Smith continued, “The actions, allegedly instigated by BCCI, are a timely and stark reminder of the very serious shortcomings in governance at ICC highlighted more than a year ago by the Woolf report and about which ICC has done nothing in the intervening period. It is further apparent from statements made by unnamed ICC Board sources overnight that they are trying to position the involved Boards’ actions as “lobbying”, but there should be a very clear distinction made between a candidate lobbying for a vote and an employer threatening an employee to change their vote.”

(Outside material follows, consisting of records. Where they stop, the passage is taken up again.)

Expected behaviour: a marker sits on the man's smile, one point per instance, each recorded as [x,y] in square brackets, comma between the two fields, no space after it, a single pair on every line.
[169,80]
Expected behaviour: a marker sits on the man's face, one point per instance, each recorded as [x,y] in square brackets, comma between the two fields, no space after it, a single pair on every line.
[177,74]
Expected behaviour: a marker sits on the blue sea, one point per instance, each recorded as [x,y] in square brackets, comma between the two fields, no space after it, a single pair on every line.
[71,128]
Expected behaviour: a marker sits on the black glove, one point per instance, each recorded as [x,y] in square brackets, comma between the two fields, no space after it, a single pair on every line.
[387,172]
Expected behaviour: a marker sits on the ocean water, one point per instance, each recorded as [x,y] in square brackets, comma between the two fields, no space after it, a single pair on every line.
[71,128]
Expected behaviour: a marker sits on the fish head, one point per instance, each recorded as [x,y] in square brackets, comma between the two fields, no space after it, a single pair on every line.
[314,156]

President of FICA, Jimmy Adams, said: “The ICC’s actions in this matter cast serious doubt, if not on their ability, certainly on their willingness to adhere to proper governance. Governance apparently being an area they themselves have deemed in need of improvement in recent time. This is a sad indictment on an organization carrying a mandate to provide an effective framework for the management of the global game and therefore to allow the agreed systems within this framework to function free from interference and prejudice. Executives have stood aside while apparently watching their own process corrupted by their own Board members. In the meantime, ICC constantly tells the world it has a “zero tolerance” approach to corruption in cricket and constantly tries to impress the “Spirit of Cricket” on participants. How can the players of the world look to ICC for leadership in these circumstances and how does the spirit of cricket apply to the organisation itself? Board members didn’t like how their captains intended to vote, so they apparently ordered them to change that vote. This type of behaviour from the game’s ruling body makes a mockery of their motives behind the procurement of the Woolf report.”
Adams went on to say: “FICA want ICC to use its own processes to deal with this. It has a Code of Ethics with which Directors and Members need to comply – the reported actions of some of the Member Boards and ICC directors, at the very least warrant investigation under this Code. We call on ICC to hold itself up to the high standards of moral conduct it constantly tells the players and officials it expects from them. Ultimately, these actions are symptoms of poor governance at the top level and a blatant disregard for what most would regard as the necessary ethical standards required to run a prominent international sport – cricket deserves a lot better.”